Vote No on Proposition 35: Human Trafficking

This is the sixth part of a series of posts analyzing California’s propositions:

What Proposition 35 Really Does

Proposition 35 is almost certain to be approved by California voters. It bans human trafficking. Who isn’t against human trafficking?

But there are actually a number of reasons to vote against Proposition 35.

More below.

Human trafficking is already banned by California law, of course. This is actually kind of obvious; it would have been a really incredible oversight if human trafficking was not previously illegal in California.

What Proposition 35 actually does is that it changes the current law. It increases criminal penalties for human trafficking.

What’s wrong with that, you might ask? The vast majority of Californians would support an increase in penalties for human trafficking.

The thing is that the federal government deals with human trafficking, not the state government. The legislative analyst states that:

Currently, human trafficking cases are often prosecuted under federal law, rather than California state law, even when California law enforcement agencies are involved in the investigation of the case. This is partly because these types of crimes often involve multiple jurisdictions and also because of the federal government’s historical lead role in such cases.

That is, because human trafficking often crosses state lines, usually the federal government deals with it. This is why there are only 18 individuals convicted of human trafficking in state prison, as of March 2012.

So this proposition handles something that’s not the state’s responsibility.

In addition, this proposition mostly deals with something that the typical voter has little knowledge about: proper penalties for criminal activities. Most voters have no idea whether the sentence enhancement of great bodily injury should be six or ten additional years in jail, which is one change this proposition proposes. I certainly don’t.

There are people who are qualified to set prison sentences. These are the experts and the lawmakers, who spend their whole lives studying these issues. People like you and me, who just spend a couple of hours (or even worse, seconds) reading about this proposition, are not. Prison sentences for criminal activities are – yet another – activity that would be best left to the legislature to deal with, rather than the broken proposition system.

Why to Vote Against Proposition 35

Proposition 35 sounds great. Punish human trafficking!

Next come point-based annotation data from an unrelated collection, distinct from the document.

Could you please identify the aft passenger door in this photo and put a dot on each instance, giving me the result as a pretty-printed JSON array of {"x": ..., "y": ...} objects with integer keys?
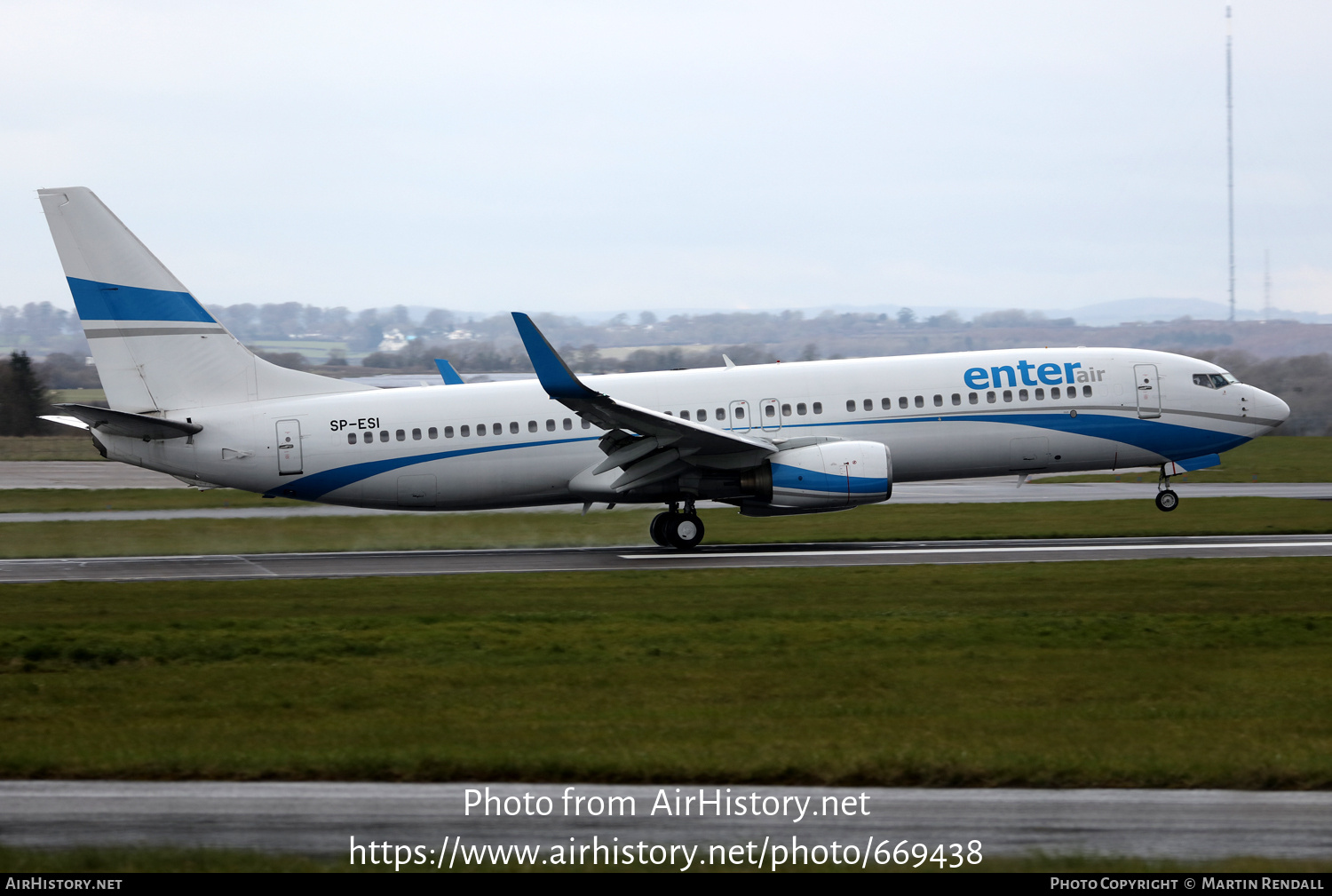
[
  {"x": 288, "y": 448},
  {"x": 740, "y": 416},
  {"x": 1148, "y": 391}
]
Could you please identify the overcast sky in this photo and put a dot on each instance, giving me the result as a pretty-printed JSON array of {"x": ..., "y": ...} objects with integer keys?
[{"x": 583, "y": 157}]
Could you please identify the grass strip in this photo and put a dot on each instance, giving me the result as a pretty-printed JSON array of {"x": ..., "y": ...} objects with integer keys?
[
  {"x": 1289, "y": 458},
  {"x": 881, "y": 522},
  {"x": 1130, "y": 674},
  {"x": 48, "y": 448},
  {"x": 168, "y": 859}
]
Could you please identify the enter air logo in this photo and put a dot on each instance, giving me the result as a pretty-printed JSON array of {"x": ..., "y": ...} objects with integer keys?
[{"x": 1030, "y": 375}]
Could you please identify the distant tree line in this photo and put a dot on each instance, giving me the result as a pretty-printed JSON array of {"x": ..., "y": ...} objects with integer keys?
[{"x": 23, "y": 397}]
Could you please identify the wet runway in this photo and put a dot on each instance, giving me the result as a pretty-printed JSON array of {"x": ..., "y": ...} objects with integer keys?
[
  {"x": 391, "y": 563},
  {"x": 320, "y": 818}
]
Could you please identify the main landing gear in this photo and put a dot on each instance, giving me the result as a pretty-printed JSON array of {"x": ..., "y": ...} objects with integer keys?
[
  {"x": 1166, "y": 496},
  {"x": 679, "y": 530}
]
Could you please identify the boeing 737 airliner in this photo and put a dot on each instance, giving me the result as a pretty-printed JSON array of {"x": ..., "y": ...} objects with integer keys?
[{"x": 189, "y": 400}]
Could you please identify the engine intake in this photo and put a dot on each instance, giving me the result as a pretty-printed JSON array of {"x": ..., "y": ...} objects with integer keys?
[{"x": 823, "y": 477}]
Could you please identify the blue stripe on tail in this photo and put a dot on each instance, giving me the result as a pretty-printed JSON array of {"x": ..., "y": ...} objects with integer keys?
[{"x": 111, "y": 303}]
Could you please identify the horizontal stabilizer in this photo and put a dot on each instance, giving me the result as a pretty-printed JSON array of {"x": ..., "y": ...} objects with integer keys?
[{"x": 117, "y": 423}]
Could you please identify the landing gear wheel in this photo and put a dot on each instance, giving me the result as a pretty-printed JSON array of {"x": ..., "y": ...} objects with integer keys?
[
  {"x": 684, "y": 530},
  {"x": 657, "y": 528}
]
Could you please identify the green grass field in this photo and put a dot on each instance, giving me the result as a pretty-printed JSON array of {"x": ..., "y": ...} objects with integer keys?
[
  {"x": 48, "y": 448},
  {"x": 418, "y": 531},
  {"x": 1131, "y": 674},
  {"x": 1296, "y": 458}
]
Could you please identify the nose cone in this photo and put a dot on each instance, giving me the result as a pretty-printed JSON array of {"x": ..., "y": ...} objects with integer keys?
[{"x": 1270, "y": 408}]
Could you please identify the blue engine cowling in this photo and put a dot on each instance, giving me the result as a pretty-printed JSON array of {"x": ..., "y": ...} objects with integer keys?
[{"x": 830, "y": 475}]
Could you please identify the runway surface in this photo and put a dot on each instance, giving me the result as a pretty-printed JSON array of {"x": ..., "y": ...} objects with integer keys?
[
  {"x": 389, "y": 563},
  {"x": 320, "y": 818}
]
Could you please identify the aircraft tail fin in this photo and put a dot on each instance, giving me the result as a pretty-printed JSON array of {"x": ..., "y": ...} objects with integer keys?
[{"x": 155, "y": 346}]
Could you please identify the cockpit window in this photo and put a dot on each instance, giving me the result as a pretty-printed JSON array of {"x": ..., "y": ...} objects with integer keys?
[{"x": 1214, "y": 380}]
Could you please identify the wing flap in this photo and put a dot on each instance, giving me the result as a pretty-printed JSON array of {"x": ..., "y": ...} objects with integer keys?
[{"x": 701, "y": 444}]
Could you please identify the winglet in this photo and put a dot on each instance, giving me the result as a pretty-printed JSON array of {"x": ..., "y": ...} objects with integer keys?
[
  {"x": 450, "y": 376},
  {"x": 554, "y": 375}
]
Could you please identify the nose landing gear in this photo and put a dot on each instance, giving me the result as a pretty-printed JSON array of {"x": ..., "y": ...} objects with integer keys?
[
  {"x": 1166, "y": 496},
  {"x": 674, "y": 528}
]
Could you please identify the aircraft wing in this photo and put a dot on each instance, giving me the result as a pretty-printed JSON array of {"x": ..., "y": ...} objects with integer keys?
[{"x": 662, "y": 441}]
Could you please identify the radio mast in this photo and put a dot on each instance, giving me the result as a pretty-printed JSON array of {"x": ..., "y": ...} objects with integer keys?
[
  {"x": 1267, "y": 288},
  {"x": 1230, "y": 157}
]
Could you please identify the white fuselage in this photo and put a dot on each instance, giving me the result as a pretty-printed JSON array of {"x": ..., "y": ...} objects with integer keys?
[{"x": 508, "y": 444}]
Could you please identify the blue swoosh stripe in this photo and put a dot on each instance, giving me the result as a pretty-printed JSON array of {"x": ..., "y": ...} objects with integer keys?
[
  {"x": 112, "y": 303},
  {"x": 1169, "y": 440},
  {"x": 316, "y": 485},
  {"x": 799, "y": 478}
]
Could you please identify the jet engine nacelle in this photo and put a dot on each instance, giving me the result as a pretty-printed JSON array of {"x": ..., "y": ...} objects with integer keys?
[{"x": 829, "y": 475}]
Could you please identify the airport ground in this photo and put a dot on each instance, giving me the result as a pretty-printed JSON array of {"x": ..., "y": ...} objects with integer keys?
[{"x": 1171, "y": 674}]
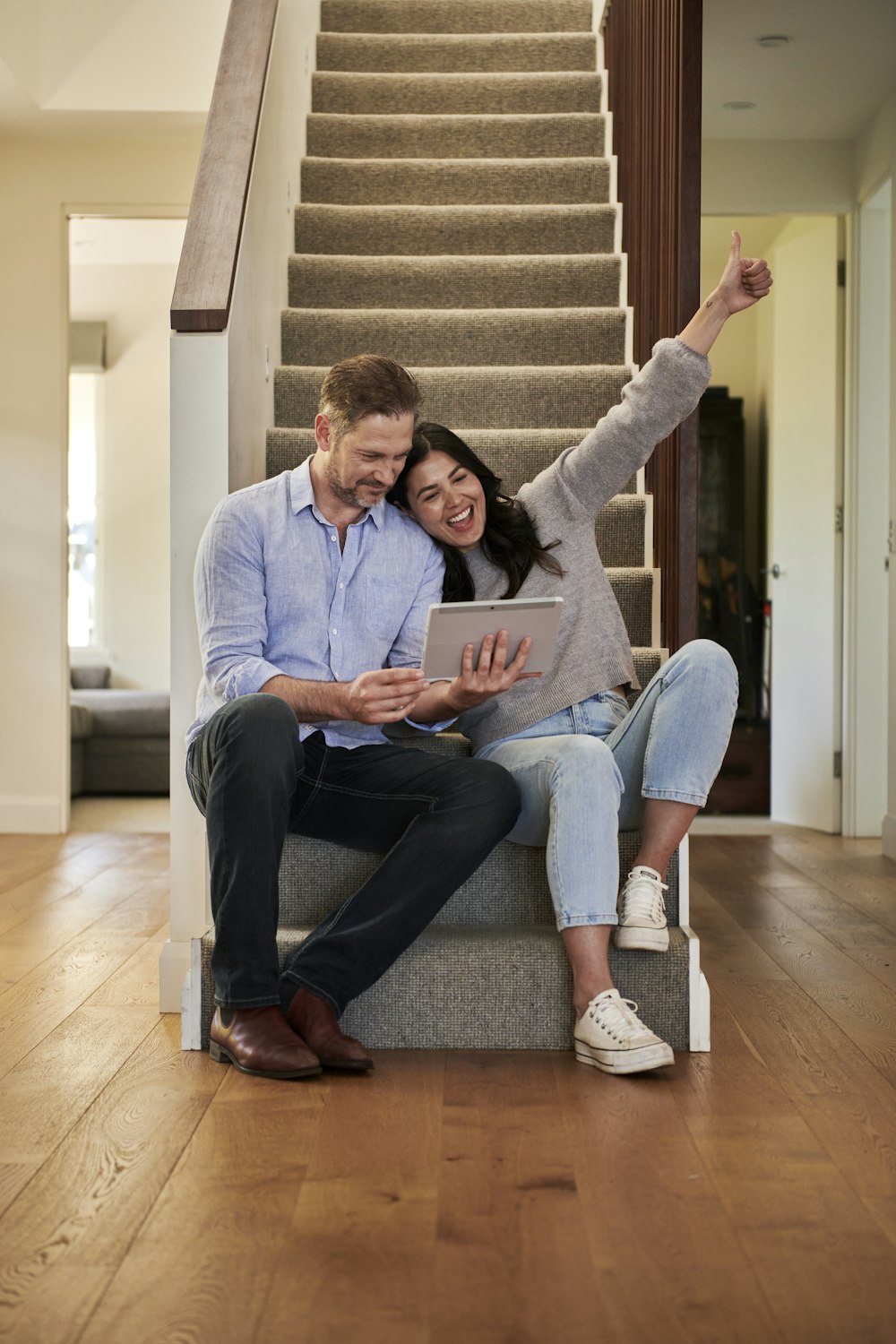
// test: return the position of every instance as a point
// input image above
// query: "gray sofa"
(120, 739)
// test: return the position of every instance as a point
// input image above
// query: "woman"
(586, 763)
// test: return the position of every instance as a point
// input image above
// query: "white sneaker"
(613, 1038)
(643, 913)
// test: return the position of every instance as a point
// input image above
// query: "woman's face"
(446, 500)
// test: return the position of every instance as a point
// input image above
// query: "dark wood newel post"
(653, 53)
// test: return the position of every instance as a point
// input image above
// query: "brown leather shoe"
(316, 1023)
(260, 1040)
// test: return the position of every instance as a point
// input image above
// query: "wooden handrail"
(211, 242)
(653, 51)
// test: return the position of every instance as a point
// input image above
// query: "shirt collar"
(301, 495)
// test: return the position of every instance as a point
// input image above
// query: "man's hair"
(367, 384)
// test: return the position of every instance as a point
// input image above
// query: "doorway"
(783, 365)
(121, 274)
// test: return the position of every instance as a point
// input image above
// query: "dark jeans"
(435, 819)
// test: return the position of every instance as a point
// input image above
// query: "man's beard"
(346, 494)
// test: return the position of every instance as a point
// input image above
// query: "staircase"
(458, 215)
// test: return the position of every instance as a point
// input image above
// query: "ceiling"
(826, 83)
(109, 67)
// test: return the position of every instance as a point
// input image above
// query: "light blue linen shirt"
(276, 596)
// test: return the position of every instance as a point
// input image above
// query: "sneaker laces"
(616, 1015)
(643, 898)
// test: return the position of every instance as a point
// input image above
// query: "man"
(312, 597)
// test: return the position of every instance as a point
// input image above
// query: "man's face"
(367, 460)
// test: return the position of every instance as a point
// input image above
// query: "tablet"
(450, 625)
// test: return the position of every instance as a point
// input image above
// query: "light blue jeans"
(584, 771)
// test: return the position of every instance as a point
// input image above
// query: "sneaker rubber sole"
(638, 937)
(624, 1061)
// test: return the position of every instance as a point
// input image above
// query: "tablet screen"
(452, 625)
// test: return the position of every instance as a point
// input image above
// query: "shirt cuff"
(249, 676)
(433, 728)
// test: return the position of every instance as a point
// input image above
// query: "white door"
(805, 551)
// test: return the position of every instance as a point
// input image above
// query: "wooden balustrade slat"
(653, 59)
(211, 242)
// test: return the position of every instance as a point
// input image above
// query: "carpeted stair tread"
(458, 228)
(449, 182)
(461, 93)
(455, 15)
(485, 53)
(443, 336)
(514, 454)
(320, 281)
(487, 988)
(555, 134)
(492, 398)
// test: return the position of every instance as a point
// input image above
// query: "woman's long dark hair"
(509, 539)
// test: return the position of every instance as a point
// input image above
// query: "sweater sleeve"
(653, 403)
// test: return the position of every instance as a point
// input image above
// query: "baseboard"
(890, 836)
(40, 814)
(174, 967)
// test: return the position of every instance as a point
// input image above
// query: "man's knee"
(489, 787)
(261, 728)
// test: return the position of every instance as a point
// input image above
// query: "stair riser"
(454, 230)
(382, 182)
(557, 136)
(450, 336)
(509, 887)
(487, 398)
(455, 16)
(463, 94)
(503, 989)
(452, 282)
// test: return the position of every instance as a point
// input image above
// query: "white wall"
(40, 180)
(874, 163)
(134, 301)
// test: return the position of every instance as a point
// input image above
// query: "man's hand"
(384, 696)
(745, 280)
(492, 674)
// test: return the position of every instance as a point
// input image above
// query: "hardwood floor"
(747, 1195)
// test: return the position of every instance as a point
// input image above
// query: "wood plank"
(65, 1236)
(861, 1005)
(23, 857)
(13, 1177)
(204, 1258)
(363, 1230)
(798, 1222)
(140, 905)
(842, 1098)
(99, 867)
(88, 1050)
(866, 882)
(42, 1000)
(512, 1242)
(136, 983)
(662, 1245)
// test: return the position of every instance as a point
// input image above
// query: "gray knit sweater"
(592, 648)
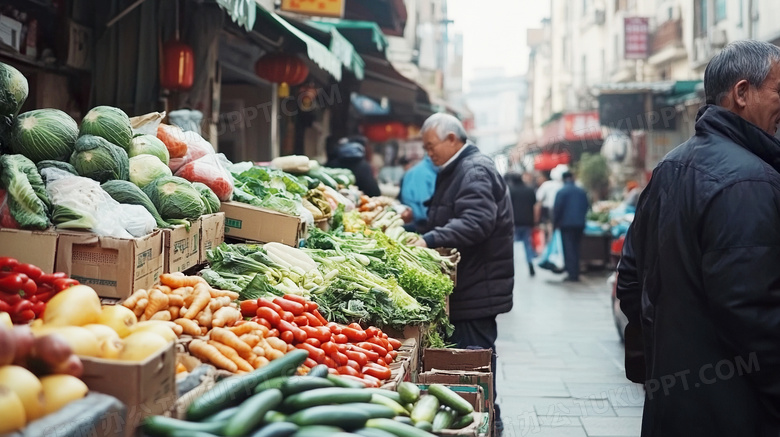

Let’s do it!

But human trafficking is not handled by the state of California – it’s handled by the federal government. So Proposition 35 is mostly irrelevant.

Proposition 35 changes prison sentences for human traffickers. But sentences for criminals should be set by the experts and the legislature. They shouldn’t be set by voters who have only thirty minutes in the ballot box to vote for ten propositions, half of which they don’t understand.

Proposition 35 sounds too good to be true. It is.